In 2025, Lagardère Travel Retail acquired a 70% stake in Schiphol Consumer Services Holding (Duty Free operator at Amsterdam Airport Schiphol).

===Other activities===

Lagardère News: Le Journal du Dimanche, Le JDNews, Le JDMag and the Elle brand licence.

Lagardère Radio: Europe 1, Europe 2, RFM

Lagardère Live Entertainment: venue operation and management (the Folies Bergère, Casino de Paris, Arkéa Arena), production of concerts and live shows, hosting and local promotional services for French and international productions.

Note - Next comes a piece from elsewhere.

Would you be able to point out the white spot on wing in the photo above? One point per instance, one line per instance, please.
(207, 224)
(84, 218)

Lagardère Paris Racing: sports club.

== Financial data ==

Key Figures (in millions of euros)
| Year | 2018*** | 2019 | 2020 | 2021 | 2022 | 2023 | 2024 | 2025 |
|---|---|---|---|---|---|---|---|---|
| Net sales | 6,868 | 7,211 | 4,439 | 5,130 | 6,929 | 8,081 | 8,942 | 9,353 |
| Recurring operating profit | 385 | 378 | (155) | 249 | 438 | 520 | 593 | 641 |
| Finance costs, net | (57) | (53) | (76) | (64) | (74) | (97) | (138) | (124) |
| Income tax expense | (124) | (55) | 31 | (22) | (33) | (78) | (127) | (111) |
| Profit (loss) attributable to owners of the parent | 177 | (15) | (660) | (101) | 161 | 144 | 168 | 203 |
| Adjusted profit attributable to owners of the parent* | 200 | 200 | (330) | 62 | 265 | 252 | 253 | 319 |

(*Excluding non-recurring/non-operating items ) / (**Restated for IFRS 15) / (***Restated for IFRS 16).

Distribution of Net Sales by Geographic Area
| Year | 2025 |
|---|---|
| France | 21% |
| Europe (excl. France) | 43% |
| United States and Canada | 26% |
| Asia-Pacific | 5% |
| Latin America, Middle East and Africa | 5% |

Lagardère shares are listed at Euronext Paris.